Das Neue an der Konzeption von »Mellopolis« ist, dass deren Bewohner nicht nur entschlossen scheinen, alles zu tun, um den drohenden Klimawandel aufzuhalten, sondern dass sie, infolge besagter »Umwälzung« – und mit dem Instrumentarium der Selbstverwaltung – zumindest in ihrer Stadt und im Verbund ähnlicher Kommunen auch eine reale Möglichkeit dazu haben. »Die Utopie überspringt die Zeit«, schrieb Max Horkheimer. Für die Utopisten »ist die Änderung des Bestehenden […] in den Kopf der Subjekte verlegt.«
In »Mellopolis« geht die Angst vor einem »Rückfall in alte Verhaltensmuster aus der Konkurrenzgesellschaft« um, als »eine wesentliche Errungenschaft der Revolution« gilt nämlich die langfristige Bemühung um eine »Umstellung vom Subjekt auf das Kollektiv«. Diese Option für den anti-individualistischen Kollektivismus bezeichnet im Denken der Mellopoliten den Punkt, an dem ihre Angst vor dem Rückfall (in »veraltete« Lebensweisen) sie geradewegs einem solchen Rückfall zutreibt.
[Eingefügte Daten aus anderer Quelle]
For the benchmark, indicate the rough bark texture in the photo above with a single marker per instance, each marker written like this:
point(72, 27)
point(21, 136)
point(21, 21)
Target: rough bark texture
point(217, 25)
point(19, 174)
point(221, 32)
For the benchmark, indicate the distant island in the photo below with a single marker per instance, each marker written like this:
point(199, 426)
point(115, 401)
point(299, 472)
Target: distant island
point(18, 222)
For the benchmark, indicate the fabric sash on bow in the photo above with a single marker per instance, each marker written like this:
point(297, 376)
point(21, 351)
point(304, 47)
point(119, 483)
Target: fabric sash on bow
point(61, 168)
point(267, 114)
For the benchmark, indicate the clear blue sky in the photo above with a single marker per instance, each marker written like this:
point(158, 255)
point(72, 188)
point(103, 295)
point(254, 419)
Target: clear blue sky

Mit der Abschaffung von Privateigentum und Staat scheint in Mellopolis auch die Erinnerung an das barbarische 20. Jahrhundert verloren gegangen zu sein, in dem die großen, menschenverschlingenden Regime im Namen des Kollektivismus den (als »bürgerlich« oder »reaktionär« verpönten) Individualismus und die Individualisten mithilfe von »massenfeindlichen Massenbewegungen« auszurotten suchten. Marx und Engels aber wollten mitnichten die neuzeitliche Emanzipation rückgängig machen und eine Rückkehr zu Gruppen-Ich und Clan-Gewissen. Sie wollten vielmehr die »Klassen-Individuen« der kapitalistischen Gesellschaft auch von dieser »sachlichen Abhängigkeit« befreit wissen und eine »Freie Individualität«.
Sagen wir es mit den Worten des russischen Dichters der Revolutionszeit, dem wir die erste Dystopie des vorigen Jahrhunderts (den 1920 geschriebenen Roman »Wir«) verdanken: »Die Welt lebt nur durch Häretiker […]. Wir haben die Epoche der Unterdrückung der Massen erlebt; wir erleben heute die Unterdrückung des Einzelnen im Namen der Massen; das Morgen wird die Befreiung des Einzelnen im Namen des Menschen bringen.«
Jakob Schäfer: Mellopolis ’48. Eine Reportage. New Academic Press, 125 S. br., 12,90 €.